Growing up in the early 1990s in the southern Japanese city of Kagoshima, Isechi and his younger brother watched their parents struggle with mortgage and car payments amid Japan’s worst modern economic crisis.
“My mother would often tell us, ‘Never take a loan for anything at all,'” Isechi said.
Isechi might not have heeded his mother’s advice, but he said the financial pains of his childhood continue to govern his mindset today.
“The millennial generation in Japan started life in a downturn when the bubble popped and many of their parents were impacted. So the millennials were, just as much or if not more, affected, in many ways,” Seijiro Takeshita, the dean at the University of Shizuoka’s graduate school of management, informatics, and innovation, told Insider.
From 1986 to 1991, Japan experienced an economic bubble during which assets and property prices were vastly inflated.
Then Japan’s asset bubble burst in the early 1990s.
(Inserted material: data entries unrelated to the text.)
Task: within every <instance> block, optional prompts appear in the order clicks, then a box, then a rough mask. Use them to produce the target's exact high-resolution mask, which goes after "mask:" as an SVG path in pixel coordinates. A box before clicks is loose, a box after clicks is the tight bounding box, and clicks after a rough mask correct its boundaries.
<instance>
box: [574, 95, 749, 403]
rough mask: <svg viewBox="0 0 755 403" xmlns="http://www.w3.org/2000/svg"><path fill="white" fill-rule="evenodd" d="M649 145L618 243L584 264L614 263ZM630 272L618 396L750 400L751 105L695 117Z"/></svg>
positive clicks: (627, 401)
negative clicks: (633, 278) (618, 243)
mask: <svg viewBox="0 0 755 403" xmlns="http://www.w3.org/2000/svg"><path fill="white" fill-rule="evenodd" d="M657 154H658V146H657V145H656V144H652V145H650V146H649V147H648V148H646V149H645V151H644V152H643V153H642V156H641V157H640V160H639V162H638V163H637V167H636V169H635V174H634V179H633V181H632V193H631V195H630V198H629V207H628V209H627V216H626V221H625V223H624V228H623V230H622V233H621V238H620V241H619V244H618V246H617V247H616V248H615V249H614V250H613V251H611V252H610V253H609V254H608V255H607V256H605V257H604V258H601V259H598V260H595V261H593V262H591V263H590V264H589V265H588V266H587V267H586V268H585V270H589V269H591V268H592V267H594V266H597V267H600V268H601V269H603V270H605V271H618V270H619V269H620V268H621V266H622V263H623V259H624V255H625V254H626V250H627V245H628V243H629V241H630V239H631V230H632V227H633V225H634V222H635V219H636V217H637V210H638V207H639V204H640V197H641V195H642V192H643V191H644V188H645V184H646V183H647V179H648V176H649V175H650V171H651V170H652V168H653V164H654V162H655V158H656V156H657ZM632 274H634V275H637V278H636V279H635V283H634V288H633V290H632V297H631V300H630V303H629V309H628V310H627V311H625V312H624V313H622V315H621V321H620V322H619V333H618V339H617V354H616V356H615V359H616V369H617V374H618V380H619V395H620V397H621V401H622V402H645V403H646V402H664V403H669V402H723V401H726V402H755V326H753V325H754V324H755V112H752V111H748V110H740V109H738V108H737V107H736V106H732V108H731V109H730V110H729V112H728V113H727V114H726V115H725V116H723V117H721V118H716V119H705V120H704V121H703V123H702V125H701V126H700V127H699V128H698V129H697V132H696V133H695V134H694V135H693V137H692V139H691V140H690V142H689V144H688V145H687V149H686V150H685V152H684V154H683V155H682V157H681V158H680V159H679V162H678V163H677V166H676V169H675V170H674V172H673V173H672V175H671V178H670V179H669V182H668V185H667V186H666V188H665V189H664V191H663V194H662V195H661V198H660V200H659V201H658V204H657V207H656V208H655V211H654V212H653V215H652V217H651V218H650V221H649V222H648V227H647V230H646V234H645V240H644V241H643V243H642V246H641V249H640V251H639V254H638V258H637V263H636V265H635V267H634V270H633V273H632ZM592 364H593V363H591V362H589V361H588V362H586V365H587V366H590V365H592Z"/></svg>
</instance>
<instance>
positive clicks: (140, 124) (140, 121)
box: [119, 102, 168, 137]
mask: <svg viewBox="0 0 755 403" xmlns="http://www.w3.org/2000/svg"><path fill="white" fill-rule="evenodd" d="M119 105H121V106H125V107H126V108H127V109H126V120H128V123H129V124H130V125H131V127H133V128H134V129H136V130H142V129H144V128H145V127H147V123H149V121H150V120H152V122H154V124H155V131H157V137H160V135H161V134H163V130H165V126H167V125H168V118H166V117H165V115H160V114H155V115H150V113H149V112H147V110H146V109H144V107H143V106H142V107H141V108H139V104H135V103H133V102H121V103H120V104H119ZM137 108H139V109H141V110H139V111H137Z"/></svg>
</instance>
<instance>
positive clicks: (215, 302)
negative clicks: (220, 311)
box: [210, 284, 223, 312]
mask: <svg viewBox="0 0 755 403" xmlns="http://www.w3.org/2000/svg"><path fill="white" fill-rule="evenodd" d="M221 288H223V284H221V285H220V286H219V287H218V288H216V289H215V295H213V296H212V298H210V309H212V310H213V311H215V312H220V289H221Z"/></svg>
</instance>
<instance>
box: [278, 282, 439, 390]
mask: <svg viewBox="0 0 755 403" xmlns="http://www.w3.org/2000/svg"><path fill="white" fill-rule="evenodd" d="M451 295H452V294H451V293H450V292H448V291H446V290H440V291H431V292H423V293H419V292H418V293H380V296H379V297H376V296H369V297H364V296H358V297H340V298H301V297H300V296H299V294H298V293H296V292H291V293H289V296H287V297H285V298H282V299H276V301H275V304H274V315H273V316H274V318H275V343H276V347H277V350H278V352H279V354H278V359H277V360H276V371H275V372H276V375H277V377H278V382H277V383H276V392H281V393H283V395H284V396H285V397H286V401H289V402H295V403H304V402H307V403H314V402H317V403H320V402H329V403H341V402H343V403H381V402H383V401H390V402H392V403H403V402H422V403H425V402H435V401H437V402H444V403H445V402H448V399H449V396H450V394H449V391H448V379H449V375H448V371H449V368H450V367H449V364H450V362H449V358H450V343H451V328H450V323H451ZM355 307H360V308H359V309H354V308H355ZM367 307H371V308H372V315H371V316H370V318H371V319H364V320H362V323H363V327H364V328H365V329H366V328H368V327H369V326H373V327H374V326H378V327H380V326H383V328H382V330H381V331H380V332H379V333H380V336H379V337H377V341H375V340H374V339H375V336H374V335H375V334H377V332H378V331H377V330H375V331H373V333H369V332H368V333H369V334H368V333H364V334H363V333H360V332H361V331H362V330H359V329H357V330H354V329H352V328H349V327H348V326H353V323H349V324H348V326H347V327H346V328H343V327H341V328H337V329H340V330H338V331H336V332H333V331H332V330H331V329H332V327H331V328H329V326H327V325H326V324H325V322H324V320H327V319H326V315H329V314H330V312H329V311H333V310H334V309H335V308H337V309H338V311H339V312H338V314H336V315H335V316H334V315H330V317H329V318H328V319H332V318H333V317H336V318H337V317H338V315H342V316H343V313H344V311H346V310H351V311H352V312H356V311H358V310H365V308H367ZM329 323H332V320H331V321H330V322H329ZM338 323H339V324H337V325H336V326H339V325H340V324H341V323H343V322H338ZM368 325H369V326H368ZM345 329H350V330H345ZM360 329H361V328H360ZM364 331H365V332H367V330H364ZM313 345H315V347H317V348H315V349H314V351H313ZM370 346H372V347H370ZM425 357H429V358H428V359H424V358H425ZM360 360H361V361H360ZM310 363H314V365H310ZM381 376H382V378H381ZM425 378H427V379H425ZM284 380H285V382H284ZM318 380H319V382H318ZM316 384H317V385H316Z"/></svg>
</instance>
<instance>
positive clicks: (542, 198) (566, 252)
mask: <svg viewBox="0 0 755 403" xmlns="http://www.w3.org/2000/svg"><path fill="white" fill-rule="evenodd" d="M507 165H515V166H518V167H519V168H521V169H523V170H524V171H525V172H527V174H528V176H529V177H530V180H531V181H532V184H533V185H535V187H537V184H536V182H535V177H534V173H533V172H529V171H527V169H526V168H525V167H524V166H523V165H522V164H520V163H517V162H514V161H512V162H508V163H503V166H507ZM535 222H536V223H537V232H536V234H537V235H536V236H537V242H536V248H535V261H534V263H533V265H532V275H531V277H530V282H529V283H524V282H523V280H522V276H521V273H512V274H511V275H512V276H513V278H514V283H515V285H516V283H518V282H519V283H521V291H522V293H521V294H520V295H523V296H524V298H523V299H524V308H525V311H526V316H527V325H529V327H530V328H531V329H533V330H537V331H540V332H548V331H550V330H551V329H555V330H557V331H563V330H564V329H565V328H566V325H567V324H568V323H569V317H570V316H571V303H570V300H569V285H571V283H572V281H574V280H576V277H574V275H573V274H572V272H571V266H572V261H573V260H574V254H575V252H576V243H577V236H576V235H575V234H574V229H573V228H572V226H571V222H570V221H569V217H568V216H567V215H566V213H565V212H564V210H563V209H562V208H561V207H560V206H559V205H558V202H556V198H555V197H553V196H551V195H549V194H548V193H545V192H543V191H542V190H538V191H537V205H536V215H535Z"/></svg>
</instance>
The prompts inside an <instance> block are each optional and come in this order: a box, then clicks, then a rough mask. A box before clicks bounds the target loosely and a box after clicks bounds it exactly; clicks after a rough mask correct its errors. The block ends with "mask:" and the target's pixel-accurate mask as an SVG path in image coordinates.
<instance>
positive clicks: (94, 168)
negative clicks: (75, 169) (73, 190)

The situation was so bad that Japan’s benchmark Nikkei 225 index slumped 40% in a single year after the index hit a high of nearly 39,000 in December 1989 — and it still hasn’t recovered after 30 years.
Japan’s GDP grew an average of around 4% in the 1980s — but that dropped to around 1% to 3% for most years since the 1990s.
In particular, the 10 years starting with 1991 are known as Japan’s “Lost Decade,” as the country’s unemployment rate more than doubled from 2.1% in 1991 to a historic high of 5.4% in 2002.
“Japan’s economy fell into stagnation which has lasted three decades, so the millennial generation has never experienced very good economic situations,” Takahide Kiuchi, an executive economist at Nomura Research Institute, told Insider.
“These conditions made them more cautious in terms of spending and conservative in terms of working style,” he added.
It didn’t stop at the Lost Decade. Japanese millennials spent their entire lifetimes witnessing disaster after disaster — including the Asian financial crisis of 1997 and the Great East Japan earthquake of 2011.
The successive disasters and the economic havoc the events wrought shaped Japanese millennials and their worldview, making them “more realistic than the generation before them,” which reveled in the excess of the country’s economic boom, Takeshita said.
But there’s an upside, too.
“They are not like the generation before who are like, ‘go, go, go, work hard,’ work till death — because they’ve seen so much negativity, be it in international affairs or natural disasters,” Takeshita added, referring to the concept of karoshi, or death by overwork. “They didn’t start out with a bubble, so that is quite a big deal. They are sober.”